The group also performed in mixed colleges, such as the Delhi College of Vocational Studies (DCVS). It made a huge impact there. Students got inspired and three college boys joined the group, becoming part of the chorus for a few shows. Sheba Chhachhi, freshly returned to Delhi from the National Institute of Design, Ahmedabad, vividly remembers seeing the performance at DCVS: ‘I’d heard so much about the play, so I went along. I stood there watching it, feeling tremors run through my body. I was really very powerfully affected by that performance. I can still feel it—a sudden flash of Om Swaha!’

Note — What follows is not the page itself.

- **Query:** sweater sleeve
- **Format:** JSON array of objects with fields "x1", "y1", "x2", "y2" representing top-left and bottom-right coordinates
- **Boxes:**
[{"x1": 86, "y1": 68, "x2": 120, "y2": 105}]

There were hostile responses too. Maya distinctly remembers performing at a mixed college, either Venkateshwar or Deshbandhu, which had only a tiny percentage of girls. The actors made a circle with dupattas, to mark the performance space, but some boys crossed the circle and kept coming closer, in a threatening sort of way: ‘In the end we had a space not more than four feet in diameter. It became a contest: “Will you have the last word, or will we?” As we did the last line, we picked up our props, made a beeline for the van, and left. It was all very exciting!’